For the last five years or so, we have listened to similar complaints about the PROs without doing anything to correct the problems. The IOM critique is an accurate critique. Furthermore, the committee's conclusion to build on the infrastructure that is in place—to learn from what we know—is also an appropriate conclusion.

I do not consider it my task today to comment in depth on the specifics of the 10-year implementation plan. I would like to make a general comment, however. The IOM and the study committee are to be complimented on the repeated emphasis in the implementation plan on the engagement of providers, patients, and consumers in quality assurance. That theme is present throughout the report. I agree with the importance of keeping the lines of communication and understanding open.
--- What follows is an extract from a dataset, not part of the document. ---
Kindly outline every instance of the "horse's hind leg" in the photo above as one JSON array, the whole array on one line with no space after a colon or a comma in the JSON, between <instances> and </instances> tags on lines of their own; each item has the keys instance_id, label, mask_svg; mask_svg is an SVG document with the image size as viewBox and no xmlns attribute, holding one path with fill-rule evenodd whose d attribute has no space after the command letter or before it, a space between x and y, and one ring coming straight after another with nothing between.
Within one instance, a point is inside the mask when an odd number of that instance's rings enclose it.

Problems of access and underuse are quality-of-care issues. However, the IOM was not charged by Congress through this study to focus on those problems. Thus, it is not a surprise that the report does not give equal attention to quality issues of the uninsured or underserved. Congress requested that the IOM undertake this study because of concern about the quality assurance program of Medicare—thinking in particular of the existing PRO program, which only monitors the quality of care provided or delivered to the Medicare beneficiary. The study was also supported by members of Congress who acknowledge that a price is paid for achieving advances in medicine: paying for new medical technology means less is available for the uninsured or underserved. We felt that we first needed to know how to assure the quality of care that is delivered; we needed to know how to determine if and where we are spending more than is necessary to have quality care.